Enter Kate the Babysitter. In the Hannah world, she’s grown up to be successful and functions only as a witness in a case of suicide. She had some wine spill on her dress, which turns out to be a key piece of evidence to what was going on on the boat and led to the victim’s death. In the Rex world, Kate is one of the perpetrators of the crime in question (a notorious partier gets beaten to death for money to supply Kate’s drug habit).

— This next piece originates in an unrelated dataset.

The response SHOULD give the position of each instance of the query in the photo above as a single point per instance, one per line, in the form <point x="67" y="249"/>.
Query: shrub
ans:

In both worlds, Kate lost her sister at a young age. It’s how she reacted and what her mother did as support that made Kate diverge in either reality. She shut out her mother (like what Rex is doing to Michael now), and drug addict Kate never quite turned her life around when her mother gave up trying to help. Successful Kate had a mother who didn’t give up. So Michael slowly tries to get through to Rex, and he won’t stop until he’s sure his son has recovered. It’s a little too neat an explanation, but I really liked the attention paid to the smaller, finer details in how Michael’s family processes grief and loss. He has seen, first-hand, the results of two different parenting styles and two different fates for one person.
I also find it fascinating that both psychiatrists suggest to Michael the question of which reality is real or a dream. It could be that neither is real, and that this is a complicated way of dealing with the aftermath of the accident. Is it such a coincidence that he happened to meet Kate at this point in time after not seeing her for so long, and that she proved so crucial to both cases?
We are left to come up with answers on our own, and that’s part of the fun with this show. Even Michael can’t make sense of it, and he’s already expressed a sentiment not to find an explanation. It’s what makes the conspiracy angle (which thankfully goes unmentioned again) feel like such a cheat. But that’s a question to explore on another day. Right now, we’re figuring out the clues along with Michael. That’s a great way to get the audience to invest in the hero of the story.